CMS is using new authorities created by the ACA to clamp down on Medicare fraud, waste and abuse.
The Centers for Medicare & Medicaid Services intends to ramp up oversight of providers and to save taxpayers money, according to CMS Administrator Marilyn Tavenner, who announced new anti-fraud measures.
They are designed to prevent physicians and other providers with unpaid debt from re-entering Medicare, remove providers with patterns or practices of abusive billing and implement other provisions aimed at saving as much as $327 million a year or more.
“The changes announced today are common-sense safeguards to preserve Medicare for generations to come, while making the rules more consistent for all providers that work with us,” Tavenner said in a statement. “The Administration is committed to using all appropriate tools as part of its comprehensive program integrity strategy shaped by the Affordable Care Act.”
“CMS has removed nearly 25,000 providers from Medicare, and the new rules help us stop bad actors from coming back in as we continue to protect our patients,” CMS Deputy Administrator and Director of the Center for Program Integrity Shantanu Agrawal, MD, added. “For years, some providers tried to game the system and dodge rules to get Medicare dollars; today, this final rule makes it much harder for bad actors that were removed from the program to come back in.”
CMS is using new authorities created by the ACA to clamp down on Medicare fraud, waste and abuse.
Earlier this year, the Office of the Inspector General put the spotlight on the shortcomings of CMS for failing to dentify and investigate EHR fraud – deficiencies that contributed to the estimated $75 billion to $250 billion in healthcare fraud, according to officials.

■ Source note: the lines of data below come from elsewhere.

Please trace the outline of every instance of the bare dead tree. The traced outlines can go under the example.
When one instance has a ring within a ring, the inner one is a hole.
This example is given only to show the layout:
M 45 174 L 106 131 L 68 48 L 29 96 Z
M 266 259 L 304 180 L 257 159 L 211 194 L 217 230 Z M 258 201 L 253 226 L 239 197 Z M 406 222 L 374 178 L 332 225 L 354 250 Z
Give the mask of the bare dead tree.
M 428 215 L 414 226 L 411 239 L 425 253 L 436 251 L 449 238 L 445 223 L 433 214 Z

CMS this week announced a temporary enrollment moratoria on new ambulance and home health providers in seven fraud hot spots around the country, according to Tavenner. The moratoria are allowing CMS to target its resources in those areas, including use of fingerprint-based criminal background checks, she said, adding that these and other successes continue to protect the Medicare Trust Funds.
CMS has demonstrated that removing providers from Medicare has a real impact on savings, she added. For example, the Fraud Prevention System, a predictive analytics technology, identified providers and suppliers who were ultimately revoked, and prevented $81 million from being paid.
New changes announced today allow CMS to:
• Deny enrollment to providers, suppliers and owners affiliated with any entity that has unpaid Medicare debt; this will prevent people and entities that have incurred substantial Medicare debts from exiting the program and then attempting to re-enroll as a new business to avoid repayment of the outstanding Medicare debt.
• Deny or revoke the enrollment of a provider or supplier if a managing employee has been convicted of a felony offense that CMS determines to be detrimental to Medicare beneficiaries. The recently implemented background checks will provide CMS with more information about felony convictions for high-risk providers or suppliers.
• Revoke enrollments of providers and suppliers engaging in abuse of billing privileges by demonstrating a pattern or practice of billing for services that do not meet Medicare requirements.